Angela Clausen, Ernährungsberaterin der Verbraucherzentrale NRW in Düsseldorf, kann nur den Kopf schütteln. Sie betont, »dass die gesamte Produktpalette von Life Plus für den normalen Verbraucher überflüssig ist«. Wer gesund ist und sich halbwegs normal ernährt, muss keine zusätzlichen Vitamine, Mineralstoffe oder Omega-3-Fettsäuren zu sich nehmen. Das gilt auch für Kinder, wie Stiftung Warentest im Juni 2008 feststellte. Angela Clausen warnt sogar: »Falsch angewandte oder hochdosierte Präparate können gesundheitsschädlich sein.« Auch bei sachgemäßer Anwendung könne es zu unerwünschten Nebenwirkungen mit Medikamenten kommen.

Gitta Halstenbach-Witkowski hingegen propagiert »Vitalstoffe auf Naturbasis«. Die helfen angeblich, das Krebs- und Herzinfarkt-Risiko zu senken. Sie wirken zudem, so die Behauptung, gegen Bronchitis, Neurodermitis, Depressionen, Augenerkrankungen, Konzentrationsschwäche, trockene Haut – und verbessern die Erektionsfähigkeit. »Wirklich jeder« könne diese Produkte finanzieren, behauptet die Diamant-Frau aus Pulheim. Auf ihren Internetseiten finden sich weitere Verheißungen. Es lasse sich ein »zusätzliches Einkommen in beliebiger Höhe entwickeln«. Und zwar durch »Empfehlungsmarketing«. Ein Flyer zum Download verspricht, es würde »nichts verkauft. Es wird empfohlen«.

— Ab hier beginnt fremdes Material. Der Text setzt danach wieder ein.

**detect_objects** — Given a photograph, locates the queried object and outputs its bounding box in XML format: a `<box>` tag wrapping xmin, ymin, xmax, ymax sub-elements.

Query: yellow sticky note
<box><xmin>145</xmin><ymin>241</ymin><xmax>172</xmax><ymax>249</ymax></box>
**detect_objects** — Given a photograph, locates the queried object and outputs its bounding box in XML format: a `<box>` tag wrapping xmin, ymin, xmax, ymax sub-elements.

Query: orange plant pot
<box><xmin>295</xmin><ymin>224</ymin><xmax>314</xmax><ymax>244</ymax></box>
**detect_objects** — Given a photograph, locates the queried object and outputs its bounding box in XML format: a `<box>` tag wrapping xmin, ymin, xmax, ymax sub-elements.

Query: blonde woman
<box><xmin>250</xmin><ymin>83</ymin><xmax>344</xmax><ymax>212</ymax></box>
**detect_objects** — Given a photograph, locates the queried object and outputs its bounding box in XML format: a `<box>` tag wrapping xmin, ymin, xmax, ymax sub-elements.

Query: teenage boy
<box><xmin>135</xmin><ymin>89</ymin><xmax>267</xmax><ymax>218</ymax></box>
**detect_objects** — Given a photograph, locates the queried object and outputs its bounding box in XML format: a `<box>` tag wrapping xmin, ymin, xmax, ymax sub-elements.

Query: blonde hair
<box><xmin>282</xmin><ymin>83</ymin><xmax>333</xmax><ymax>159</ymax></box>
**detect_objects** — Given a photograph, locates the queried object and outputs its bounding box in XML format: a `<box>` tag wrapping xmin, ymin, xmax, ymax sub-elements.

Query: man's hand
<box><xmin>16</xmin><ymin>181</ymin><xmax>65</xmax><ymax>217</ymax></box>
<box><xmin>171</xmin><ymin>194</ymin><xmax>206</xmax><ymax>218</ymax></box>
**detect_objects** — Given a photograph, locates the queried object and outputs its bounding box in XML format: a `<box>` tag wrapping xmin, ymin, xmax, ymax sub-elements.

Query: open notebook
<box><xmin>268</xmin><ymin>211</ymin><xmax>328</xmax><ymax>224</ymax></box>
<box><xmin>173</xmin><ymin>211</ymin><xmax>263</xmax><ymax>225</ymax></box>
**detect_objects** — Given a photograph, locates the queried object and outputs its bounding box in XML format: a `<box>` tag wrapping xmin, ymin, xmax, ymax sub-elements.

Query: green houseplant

Das »eigentliche Produkt« sei »Freiheit und Lebensqualität«

Einkommen in beliebiger Höhe? Kein Verkauf? All das sind irreführende Aussagen. Dazu will sich Gitta Halstenbach-Witkowski gegenüber der StadtRevue nicht äußern. Den Flyer mit der Aussage »keinerlei Verkaufsaktivitäten« hat sie inzwischen von der Seite nehmen lassen.

Zur Life-Plus-family gehört auch Eva Kanis, Unternehmensberaterin und Seminarleiterin in Köln. Die gut 60-Jährige berät auch Frauen, die sich selbstständig machen wollen – und kassiert Provision, wenn die bei Life Plus anheuern. Warum sie das macht? Auch sie will sich nicht äußern. Auf ihrer Internetseite lobt sie die »außergewöhnliche Produktqualität« und »fairste Geschäftsbedingungen«. Das »eigentliche Produkt« aber sei »Freiheit und Lebensqualität«: »Den guten Spirit, den ich in unserer Organisation kennen gelernt habe, möchte ich in Zukunft mit so vielen Menschen wie möglich teilen«, so Eva Kanis.